The Memoir That Will Blow You Away (Plus 7 Other Powerful Picks)
Unexpected stories with heartache and
revelations so intense, the experiences can only be real.
By Leigh Newman
2 of 8
Leaving the Pink House
By Ladette Randolph
216 pages;
University Of Iowa Press
In this memoir, Ladette Randolph and her husband, Noel, sell their rustic-chic house in
Lincoln, Nebraska in order to move to a derelict farm in the country outside of
town.

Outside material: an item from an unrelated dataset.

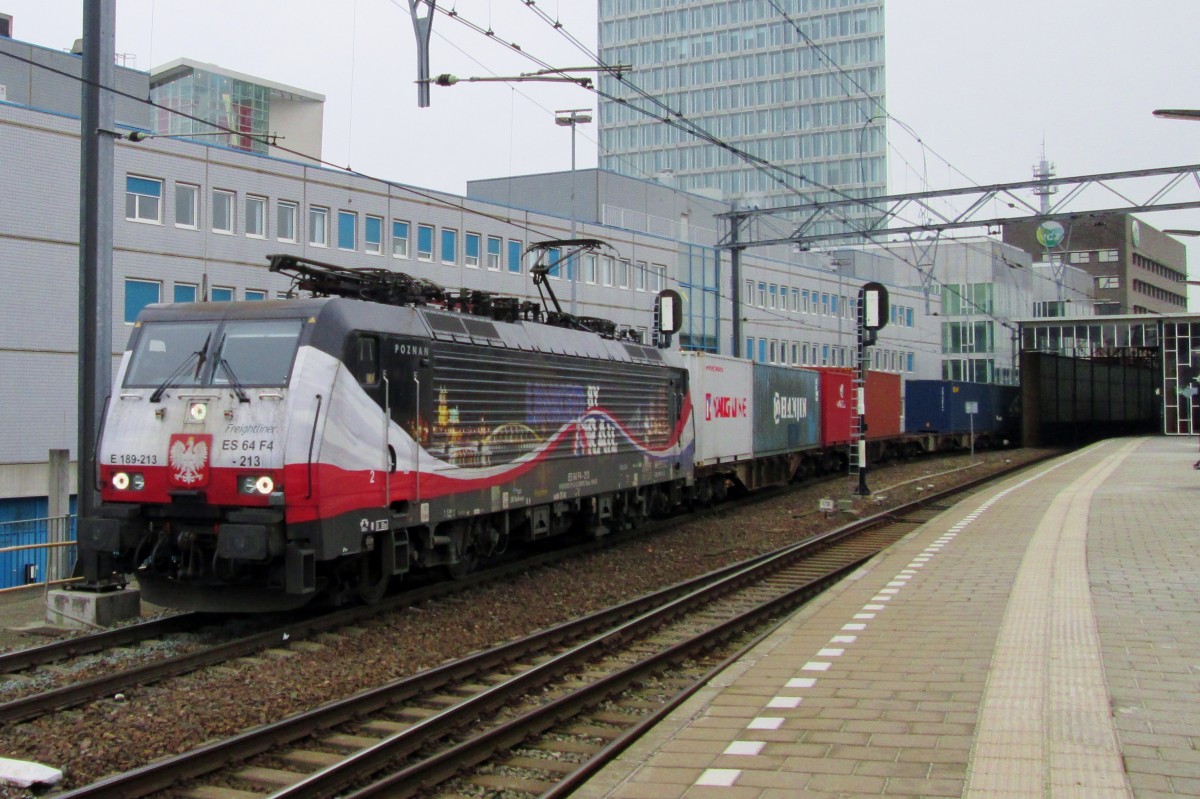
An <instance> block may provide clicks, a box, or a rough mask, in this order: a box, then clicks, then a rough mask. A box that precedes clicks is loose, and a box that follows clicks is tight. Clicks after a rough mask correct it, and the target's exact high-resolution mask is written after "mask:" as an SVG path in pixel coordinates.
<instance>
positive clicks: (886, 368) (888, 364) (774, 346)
mask: <svg viewBox="0 0 1200 799" xmlns="http://www.w3.org/2000/svg"><path fill="white" fill-rule="evenodd" d="M853 353H854V350H853V348H850V347H842V346H838V344H817V343H816V342H812V343H808V342H796V341H791V342H790V341H782V340H778V338H755V337H754V336H746V349H745V356H746V358H749V359H750V360H752V361H756V362H758V364H775V365H779V366H802V367H803V366H854V362H853V361H854V354H853ZM916 360H917V355H916V353H906V352H900V350H895V349H882V348H872V349H871V368H872V370H878V371H884V372H912V371H913V370H914V368H916Z"/></svg>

Since they've taken a bridge loan, the couple must complete the
renovation of the new house within nine months, and the story is organized
around the process of redoing roofs, and finding kitchen cabinets, as the clock
ticks down and contracting mishaps multiply. But it's a misleadingly
lighthearted structure, because, as Randolph redoes her new home, she looks
back on her many past ones, revealing powerful events with an understated
elegance that only makes them more powerful. These include: her survival from a
rare blood cancer in her 20s, her departure from the fundamental Christian
church in which she was raised and her horrific divorce during which her
5-year-old daughter was forced by a judge to choose between
parents—and could not. Leaving the Pink House
is one of those books that helps you realize the enormity of the so-called
average human experience. "This is the story of my life," writes
Randolph about the night she decides to leave her narcissistic husband during a
cancer treatment, but then is discouraged
by a nurse, "moments of crystalline perception followed by a sluggish
indecision and an eager willingness to talk myself out of my own best
interest." It's a feeling we've all had at least once in our lives. But
for this writer, in this memoir, that crystalline perception appears to have
returned to reside permanently on the page.